Emanuel sorriu, um sorriso sombrio e satisfeito. Ele chamou a empregada e, minutos depois, estava alimentando Eduarda com pequenos pedaços de pão e queijo brie, como se estivesse cuidando de um pássaro ferido.
A porta do quarto se abriu fresta. Sara estava parada no corredor, observando a cena. Seus olhos loiros brilhavam com uma fúria fria. Ela via a forma como Eduarda manipulava Emanuel através da fragilidade, e via como Emanuel estava disposto a dobrar o mundo para satisfazer os caprichos da "santinha".
Sara não disse nada, apenas fechou a porta e voltou para o seu quarto. Ela sabia que a dinâmica estava mudando. Eduarda não era apenas uma distração; ela era uma ameaça ao seu controle.
Dentro do quarto, Eduarda terminou de comer e se aninhou nos braços de Emanuel.
— Emanuel? — chamou ela baixinho.
— Sim?
— A Sara vai ficar brava quando souber que você comprou a galeria para mim, não vai?
Emanuel beijou o topo da cabeça dela.
— A Sara terá que aceitar. Eu sou o dono desta casa, Eduarda. E eu decidi que vou dar a cada uma o que vocês precisam para ficarem exatamente onde eu quero.
Eduarda fechou os olhos, sentindo-se protegida e vitoriosa. Ela sabia que Emanuel a amava de uma forma obsessiva, e ela usaria cada gota dessa obsessão para se manter como a favorita, mesmo que tivesse que dividir o teto com o furacão loiro.
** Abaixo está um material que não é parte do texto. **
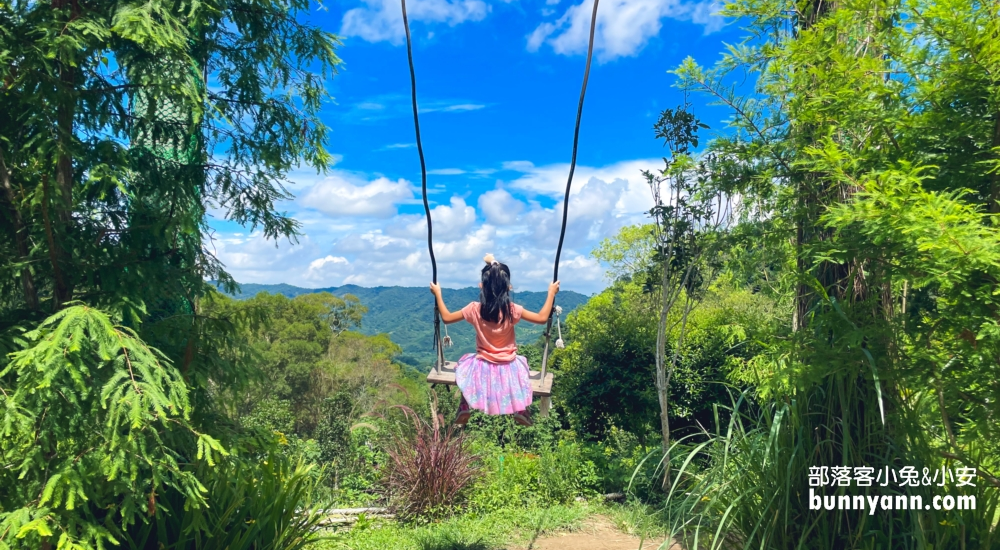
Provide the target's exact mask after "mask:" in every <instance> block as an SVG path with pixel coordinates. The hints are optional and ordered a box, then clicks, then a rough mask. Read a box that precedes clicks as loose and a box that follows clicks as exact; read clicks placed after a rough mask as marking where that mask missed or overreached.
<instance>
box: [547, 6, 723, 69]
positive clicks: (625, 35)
mask: <svg viewBox="0 0 1000 550" xmlns="http://www.w3.org/2000/svg"><path fill="white" fill-rule="evenodd" d="M605 2H606V3H610V5H607V4H603V5H601V7H600V9H599V10H598V13H597V29H596V32H595V37H594V50H595V51H596V53H597V58H598V60H599V61H610V60H613V59H615V58H618V57H627V56H632V55H636V54H637V53H639V51H640V50H642V48H643V47H644V46H645V45H646V43H647V42H649V40H650V39H651V38H653V37H654V36H657V35H659V33H660V29H661V28H662V26H663V19H674V20H678V21H688V22H691V23H693V24H696V25H700V26H702V27H704V30H705V33H706V34H708V33H711V32H715V31H718V30H719V29H721V28H722V26H723V24H724V20H723V18H722V17H721V16H719V15H717V12H718V11H719V10H720V9H721V7H722V4H721V3H719V2H718V1H717V0H695V1H693V2H684V1H683V0H605ZM592 10H593V3H592V2H587V1H585V2H583V3H582V4H577V5H574V6H570V7H569V8H568V9H567V10H566V12H565V13H563V15H562V16H561V17H560V18H559V19H557V20H556V21H554V22H546V23H542V24H540V25H539V26H538V27H536V28H535V30H534V31H533V32H532V33H531V34H530V35H528V50H529V51H537V50H538V49H539V48H540V47H541V46H542V44H545V43H547V44H549V45H550V46H551V47H552V49H553V50H554V51H555V52H556V53H558V54H561V55H571V54H578V53H584V52H586V51H587V42H588V39H589V36H590V17H591V14H592V13H593V12H592Z"/></svg>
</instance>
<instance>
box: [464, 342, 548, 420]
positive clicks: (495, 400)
mask: <svg viewBox="0 0 1000 550" xmlns="http://www.w3.org/2000/svg"><path fill="white" fill-rule="evenodd" d="M455 383H456V384H458V387H459V389H461V390H462V395H463V396H464V397H465V400H466V401H467V402H468V403H469V406H470V407H472V408H473V409H479V410H481V411H483V412H485V413H486V414H514V413H516V412H521V411H523V410H525V409H527V408H528V405H530V404H531V380H530V379H529V378H528V360H527V359H525V358H524V356H523V355H518V356H516V357H515V358H514V360H513V361H511V362H509V363H491V362H489V361H486V360H484V359H480V358H478V357H476V354H474V353H466V354H465V355H463V356H462V358H461V359H459V360H458V365H457V366H456V367H455Z"/></svg>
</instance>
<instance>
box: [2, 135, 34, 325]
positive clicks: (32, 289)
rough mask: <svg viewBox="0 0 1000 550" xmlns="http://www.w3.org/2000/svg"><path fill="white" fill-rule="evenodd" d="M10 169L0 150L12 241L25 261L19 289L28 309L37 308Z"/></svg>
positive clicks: (20, 218)
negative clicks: (11, 225)
mask: <svg viewBox="0 0 1000 550" xmlns="http://www.w3.org/2000/svg"><path fill="white" fill-rule="evenodd" d="M10 178H11V176H10V171H9V170H8V169H7V163H6V161H5V159H4V156H3V151H2V150H0V185H2V186H3V190H4V195H5V197H6V199H7V203H8V209H9V211H10V220H11V223H12V224H13V226H14V243H15V245H16V246H17V254H18V256H19V257H20V260H21V261H22V262H24V263H25V266H24V267H23V268H22V269H21V291H22V292H23V293H24V303H25V305H26V306H28V309H31V310H35V309H38V291H37V290H36V289H35V281H34V279H33V278H32V277H31V269H30V268H29V267H28V265H27V264H28V234H27V229H26V228H25V227H24V220H22V219H21V211H20V210H19V209H18V208H17V196H16V195H14V188H13V186H11V183H10Z"/></svg>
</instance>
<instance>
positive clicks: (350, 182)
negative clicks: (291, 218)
mask: <svg viewBox="0 0 1000 550" xmlns="http://www.w3.org/2000/svg"><path fill="white" fill-rule="evenodd" d="M412 198H413V186H412V185H411V184H410V182H408V181H406V180H404V179H399V180H396V181H392V180H390V179H388V178H385V177H381V178H377V179H375V180H374V181H370V182H365V181H364V180H361V181H359V178H357V177H355V176H352V175H351V174H349V173H346V172H336V173H334V174H333V175H331V176H329V177H327V178H325V179H323V180H322V181H320V182H318V183H316V184H315V185H314V186H312V187H311V188H310V189H309V190H308V191H306V193H305V194H304V195H303V196H302V197H301V198H300V199H299V203H300V204H302V205H303V206H307V207H309V208H313V209H315V210H319V211H320V212H323V213H324V214H330V215H334V216H372V217H380V218H387V217H390V216H392V215H393V214H395V213H396V205H398V204H399V203H402V202H405V201H408V200H410V199H412Z"/></svg>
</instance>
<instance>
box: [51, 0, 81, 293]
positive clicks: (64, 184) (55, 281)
mask: <svg viewBox="0 0 1000 550" xmlns="http://www.w3.org/2000/svg"><path fill="white" fill-rule="evenodd" d="M67 3H69V4H70V5H71V6H72V12H71V14H70V18H69V20H70V21H71V20H73V19H75V18H77V17H78V16H79V12H80V6H79V5H78V3H77V1H76V0H70V2H67V1H66V0H53V1H52V8H53V9H62V8H63V7H65V6H66V5H67ZM58 63H59V90H58V92H59V96H60V97H59V106H58V107H57V110H56V139H57V141H58V143H57V145H56V173H55V176H56V178H55V179H56V182H55V183H56V188H57V192H58V196H57V197H53V196H52V193H50V192H49V189H48V182H45V183H44V185H45V188H44V189H43V192H44V193H45V195H46V196H45V202H46V204H45V207H44V209H43V213H44V215H45V218H46V220H45V225H46V236H47V238H48V241H49V248H50V250H49V257H50V259H51V261H52V275H53V279H54V285H53V292H52V307H53V309H54V310H55V309H58V308H59V307H60V306H61V305H62V304H64V303H66V302H68V301H70V300H72V299H73V288H72V285H71V284H70V282H69V281H68V280H67V279H66V277H65V276H64V271H63V269H62V266H61V264H63V263H64V262H65V254H64V251H63V247H62V246H60V241H61V240H62V238H63V237H64V236H65V235H66V234H67V233H68V231H69V229H70V224H71V223H72V211H73V159H72V157H71V156H70V144H71V143H72V141H73V117H74V115H75V101H76V97H75V96H76V94H75V83H76V73H75V71H74V69H73V66H72V64H71V63H69V62H67V61H66V60H59V61H58ZM54 199H55V200H54ZM46 210H47V211H46Z"/></svg>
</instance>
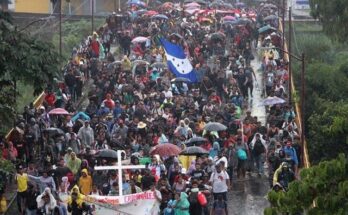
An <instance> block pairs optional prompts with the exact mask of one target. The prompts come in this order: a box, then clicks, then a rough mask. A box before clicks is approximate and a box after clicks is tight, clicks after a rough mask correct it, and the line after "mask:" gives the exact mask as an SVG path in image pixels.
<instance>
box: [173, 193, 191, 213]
mask: <svg viewBox="0 0 348 215" xmlns="http://www.w3.org/2000/svg"><path fill="white" fill-rule="evenodd" d="M187 198H188V196H187V194H186V193H184V192H181V193H180V200H179V201H178V202H177V203H176V205H175V210H174V211H175V215H190V212H189V208H190V202H189V201H188V199H187Z"/></svg>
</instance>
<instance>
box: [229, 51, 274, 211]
mask: <svg viewBox="0 0 348 215" xmlns="http://www.w3.org/2000/svg"><path fill="white" fill-rule="evenodd" d="M254 56H257V54H256V53H254ZM260 65H261V62H260V61H259V59H258V57H255V60H253V61H252V62H251V66H252V67H253V69H254V72H255V75H256V81H254V91H253V97H252V98H250V97H249V101H248V107H249V109H250V110H251V115H252V116H257V118H258V120H259V121H260V122H261V123H262V125H265V123H266V110H265V107H264V106H262V105H261V104H262V101H263V97H262V73H261V72H260V71H257V70H258V69H259V68H260ZM265 172H267V167H266V166H265ZM268 191H269V183H268V178H267V176H263V177H262V178H260V177H258V176H257V175H256V174H252V175H251V176H247V179H246V180H244V181H237V180H234V182H233V183H232V190H231V191H230V192H229V193H228V202H227V205H228V212H229V215H260V214H263V211H264V209H265V208H266V207H268V206H269V202H268V201H267V199H266V195H267V192H268Z"/></svg>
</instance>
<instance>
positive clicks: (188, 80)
mask: <svg viewBox="0 0 348 215" xmlns="http://www.w3.org/2000/svg"><path fill="white" fill-rule="evenodd" d="M171 82H191V80H190V79H188V78H183V77H177V78H173V79H172V80H171Z"/></svg>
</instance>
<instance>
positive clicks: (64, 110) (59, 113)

Emanuel, por sua vez, olhava para o teto, já planejando a reunião com os advogados na manhã seguinte. Ele teria o controle sobre a arte, sobre os negócios e sobre as duas mulheres. O império estava mais sólido do que nunca, construído sobre a base da força de uma e da manha da outra. E ele não permitiria que ninguém, nem mesmo o destino, destruísse o equilíbrio perfeito que ele havia criado.